Cantico dei Cantici. Lo riteniamo il nobile desiderio di un prete che sapeva sognare. Sperando di poterLa avere presente all’importante appuntamento, restiamo in attesa di un suo cenno di risposta che trasmetteremo alla Segreteria del sindaco. La salutiamo cordialmente. Alcuni amici di don Cuba Firenze, 5 gennaio 2007

Dopo la spedizione della lettera, Roberto Benigni telefonò personalmente a chi gliela aveva inviata, pregando di comunicare al sindaco Leonardo Domenici e a tutta la città di Firenze il suo dispiacere per non poter essere presente alla cerimonia programmata in memoria del suo amico don Cuba avendo, in quel giorno, un appuntamento all’estero.

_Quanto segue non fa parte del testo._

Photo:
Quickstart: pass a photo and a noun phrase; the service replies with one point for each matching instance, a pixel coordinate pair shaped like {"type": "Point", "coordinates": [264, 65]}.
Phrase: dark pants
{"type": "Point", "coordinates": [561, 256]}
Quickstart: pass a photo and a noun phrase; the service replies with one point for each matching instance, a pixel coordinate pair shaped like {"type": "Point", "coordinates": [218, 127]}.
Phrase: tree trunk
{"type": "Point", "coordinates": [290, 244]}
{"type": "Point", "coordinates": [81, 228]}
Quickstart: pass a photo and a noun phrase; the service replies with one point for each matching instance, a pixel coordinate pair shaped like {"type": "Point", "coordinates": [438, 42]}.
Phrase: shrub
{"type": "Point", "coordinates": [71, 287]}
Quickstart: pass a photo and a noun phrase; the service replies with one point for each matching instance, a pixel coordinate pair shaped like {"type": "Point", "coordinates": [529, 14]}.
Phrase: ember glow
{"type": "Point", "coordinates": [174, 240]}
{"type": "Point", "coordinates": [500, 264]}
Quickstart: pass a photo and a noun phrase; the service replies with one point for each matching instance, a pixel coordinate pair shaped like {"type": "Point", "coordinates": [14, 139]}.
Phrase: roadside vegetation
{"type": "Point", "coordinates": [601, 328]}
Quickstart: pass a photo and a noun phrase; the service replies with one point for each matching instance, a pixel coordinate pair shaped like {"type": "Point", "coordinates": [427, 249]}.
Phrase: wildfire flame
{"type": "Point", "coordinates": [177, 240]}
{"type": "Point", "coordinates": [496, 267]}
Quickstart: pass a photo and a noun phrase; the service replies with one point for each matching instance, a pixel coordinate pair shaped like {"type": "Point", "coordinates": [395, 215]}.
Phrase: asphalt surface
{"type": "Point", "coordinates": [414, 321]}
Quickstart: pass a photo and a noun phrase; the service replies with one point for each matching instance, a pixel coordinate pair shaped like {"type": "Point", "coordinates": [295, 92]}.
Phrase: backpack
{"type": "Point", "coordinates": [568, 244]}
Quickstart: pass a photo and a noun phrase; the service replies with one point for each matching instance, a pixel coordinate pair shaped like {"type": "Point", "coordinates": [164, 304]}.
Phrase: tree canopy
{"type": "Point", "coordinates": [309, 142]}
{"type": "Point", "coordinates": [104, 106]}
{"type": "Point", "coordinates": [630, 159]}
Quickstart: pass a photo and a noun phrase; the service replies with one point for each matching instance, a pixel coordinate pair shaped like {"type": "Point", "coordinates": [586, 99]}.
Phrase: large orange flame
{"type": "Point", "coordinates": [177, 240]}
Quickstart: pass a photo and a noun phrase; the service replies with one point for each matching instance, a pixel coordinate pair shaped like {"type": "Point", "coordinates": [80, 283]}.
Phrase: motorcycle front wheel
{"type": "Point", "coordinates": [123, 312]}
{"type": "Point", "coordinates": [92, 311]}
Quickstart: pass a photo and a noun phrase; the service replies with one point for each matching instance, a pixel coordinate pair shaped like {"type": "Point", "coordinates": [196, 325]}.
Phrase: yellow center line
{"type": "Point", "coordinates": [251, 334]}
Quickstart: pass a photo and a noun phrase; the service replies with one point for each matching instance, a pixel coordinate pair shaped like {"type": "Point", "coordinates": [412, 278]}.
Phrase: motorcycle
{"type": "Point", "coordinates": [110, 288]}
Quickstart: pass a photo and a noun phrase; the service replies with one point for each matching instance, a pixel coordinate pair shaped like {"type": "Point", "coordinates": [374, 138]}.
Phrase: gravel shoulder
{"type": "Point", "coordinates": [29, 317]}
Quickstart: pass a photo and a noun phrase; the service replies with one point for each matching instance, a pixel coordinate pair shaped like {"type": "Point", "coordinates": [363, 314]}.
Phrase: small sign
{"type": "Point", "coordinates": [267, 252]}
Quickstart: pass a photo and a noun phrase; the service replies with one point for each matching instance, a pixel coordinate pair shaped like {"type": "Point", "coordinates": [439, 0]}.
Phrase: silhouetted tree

Fu un messaggio, ricco di condivisione, che confermò – sono parole sue – «la sua grande amiciza e l’ammirazione per un prete di grande spessore umano e religioso… Mi raccomando, faccia leggere dal sindaco – aggiunse per telefono – il senso della mia partecipazione alla celebrazione in suo ricordo, assicurando che per la lettura del Cantico dei Cantici, da lui consigliata e che dovrei leggere insieme a mia moglie Nicoletta, la prenderò in considerazione e chissà che un giorno non la si possa realizzare». Naturalmente la condivisione di Benigni, anche se comunicata a voce al pubblico presente nel Salone dei Cinquecento, fu accolta da un grande applauso, e fu un valore aggiunto alla serata fiorentina, promossa per ricordare il fiorentinissimo don Cuba.